The Black-capped Chickadee may be my favorite bird, but the Blue Jay is in a close second. In many ways, it is nature’s perfect bird, combining brilliant intelligence, stunning plumage, and a perky little crest in a svelte 3-ounce package.
Blue Jays are a true migratory species. Thousands of them migrate in flocks along the Great Lakes and Atlantic coasts every spring and fall, yet much about their migration remains a mystery. Some are present throughout winter in all parts of their range. Young jays may be more likely to migrate than adults, but many adults also migrate. Some individual jays migrate south one year, stay north the next winter, and then migrate south again the next year. No one has worked out why they migrate when they do.
Unlike most migratory songbirds, jays migrate by day. We know that most Neotropical migrant songbirds wake up in the middle of the night during spring and fall, and head north or south seasonally—we learned this for certain by raising them in enclosures with conical floors covered with something that shows their footprints, that can clearly quantify how many times they move in each direction. We’ve also learned that they use star patterns to navigate, recognizing the one star that remains in a fixed position. If raised under a planetarium sky in which the stars all revolve around, say, Betelgeuse, those special enclosures prove that the little birds oriented using Betelgeuse as north instead of Polaris.

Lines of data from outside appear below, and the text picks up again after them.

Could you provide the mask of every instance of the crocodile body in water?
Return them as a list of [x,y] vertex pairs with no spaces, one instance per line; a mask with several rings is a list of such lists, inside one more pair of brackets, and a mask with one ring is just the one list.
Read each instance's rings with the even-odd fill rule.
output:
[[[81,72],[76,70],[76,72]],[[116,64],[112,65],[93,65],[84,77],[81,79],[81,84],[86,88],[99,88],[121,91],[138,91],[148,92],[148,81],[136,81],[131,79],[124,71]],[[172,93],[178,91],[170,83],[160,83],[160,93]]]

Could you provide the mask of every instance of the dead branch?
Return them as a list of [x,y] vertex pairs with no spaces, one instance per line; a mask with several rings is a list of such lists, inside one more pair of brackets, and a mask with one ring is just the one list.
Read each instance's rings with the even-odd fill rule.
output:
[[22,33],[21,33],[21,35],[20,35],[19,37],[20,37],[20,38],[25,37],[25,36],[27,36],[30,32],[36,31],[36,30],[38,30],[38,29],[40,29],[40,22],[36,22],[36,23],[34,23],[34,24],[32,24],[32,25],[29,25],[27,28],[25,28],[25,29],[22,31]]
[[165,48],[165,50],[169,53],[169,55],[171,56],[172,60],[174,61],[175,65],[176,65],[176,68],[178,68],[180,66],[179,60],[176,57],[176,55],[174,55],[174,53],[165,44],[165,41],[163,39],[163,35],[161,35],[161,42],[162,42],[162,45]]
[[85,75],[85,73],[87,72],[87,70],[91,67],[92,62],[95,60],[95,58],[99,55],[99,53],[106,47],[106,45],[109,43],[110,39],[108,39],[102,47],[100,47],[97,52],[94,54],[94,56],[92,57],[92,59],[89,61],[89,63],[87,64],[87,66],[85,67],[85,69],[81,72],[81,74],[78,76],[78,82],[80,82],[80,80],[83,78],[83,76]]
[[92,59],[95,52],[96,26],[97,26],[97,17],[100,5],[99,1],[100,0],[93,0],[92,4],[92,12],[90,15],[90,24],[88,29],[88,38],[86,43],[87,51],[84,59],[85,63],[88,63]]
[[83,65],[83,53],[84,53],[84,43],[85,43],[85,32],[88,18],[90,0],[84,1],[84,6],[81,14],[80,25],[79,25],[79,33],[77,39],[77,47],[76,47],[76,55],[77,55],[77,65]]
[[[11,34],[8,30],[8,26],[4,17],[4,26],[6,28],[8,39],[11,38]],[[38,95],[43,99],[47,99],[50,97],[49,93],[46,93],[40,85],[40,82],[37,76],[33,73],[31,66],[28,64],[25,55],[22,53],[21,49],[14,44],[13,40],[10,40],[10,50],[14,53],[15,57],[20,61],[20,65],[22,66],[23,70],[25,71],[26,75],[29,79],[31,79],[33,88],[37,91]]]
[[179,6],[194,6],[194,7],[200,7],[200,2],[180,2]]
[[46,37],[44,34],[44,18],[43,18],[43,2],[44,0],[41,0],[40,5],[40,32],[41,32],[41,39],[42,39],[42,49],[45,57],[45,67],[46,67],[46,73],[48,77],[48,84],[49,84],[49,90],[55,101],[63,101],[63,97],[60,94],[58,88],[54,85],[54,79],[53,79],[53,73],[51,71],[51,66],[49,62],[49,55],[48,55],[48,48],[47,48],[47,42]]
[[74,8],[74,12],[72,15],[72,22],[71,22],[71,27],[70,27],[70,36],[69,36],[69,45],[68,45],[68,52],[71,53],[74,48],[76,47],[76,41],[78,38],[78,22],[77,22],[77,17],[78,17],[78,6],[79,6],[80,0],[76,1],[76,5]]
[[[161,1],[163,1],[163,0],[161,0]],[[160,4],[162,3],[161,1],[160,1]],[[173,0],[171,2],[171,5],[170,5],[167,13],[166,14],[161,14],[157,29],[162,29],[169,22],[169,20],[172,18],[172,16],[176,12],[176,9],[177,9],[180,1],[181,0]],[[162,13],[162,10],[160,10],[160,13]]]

Blue Jays may wake occasionally and notice the moon and the stars, but because they don’t show migratory restlessness at night—they stay rooted to their perch rather than hopping about or taking off in the middle of the night—and because they migrate by day, star patterns and moonlight don’t help them navigate. We have no way of discerning whether they even notice star patterns as Indigo Buntings, White-crowned Sparrows do. Even if they don’t need to learn them for navigation, might they be like humans observing the night sky for fun? We’ve no way of framing that question to devise an experiment to find out, and the Blue Jays aren’t talking.
Blue Jays certainly have no concept of what we call a blue moon—their calendar is far more in tune with cycles of acorn production and weather patterns, so there’d be no such thing as two full moons in a single calendar month for them. I don’t know if they care whether people are aware of them, either. When they yell their heads off, it’s not to draw our attention to them but to warn their friends of danger—and sometimes the danger they’re warning about is us.
Like every other event on our human calendar, National Blue Jay Awareness Month is a human construct created for the benefit of humans, not Blue Jays. But our being aware of these spectacular and charismatic birds can’t hurt them. I like to think that the more we know about nature the more we’ll help it, at least in the long run, though based on how we’ve been reducing our protections of our national treasures, from national wildlife refuges, parks, and monuments to endangered species, I’m starting to realize that human selfishness trumps just about every other value. But maybe we could learn some things about planning for the future, and the value of cooperation and caring for one another, from a species that has been around longer than we have in part because its social systems are based so much more on cooperation and caring for one another than territoriality and competition. The current political scene makes me doubtful about our capacity to learn, but it’s worth a shot, at least once in a blue moon.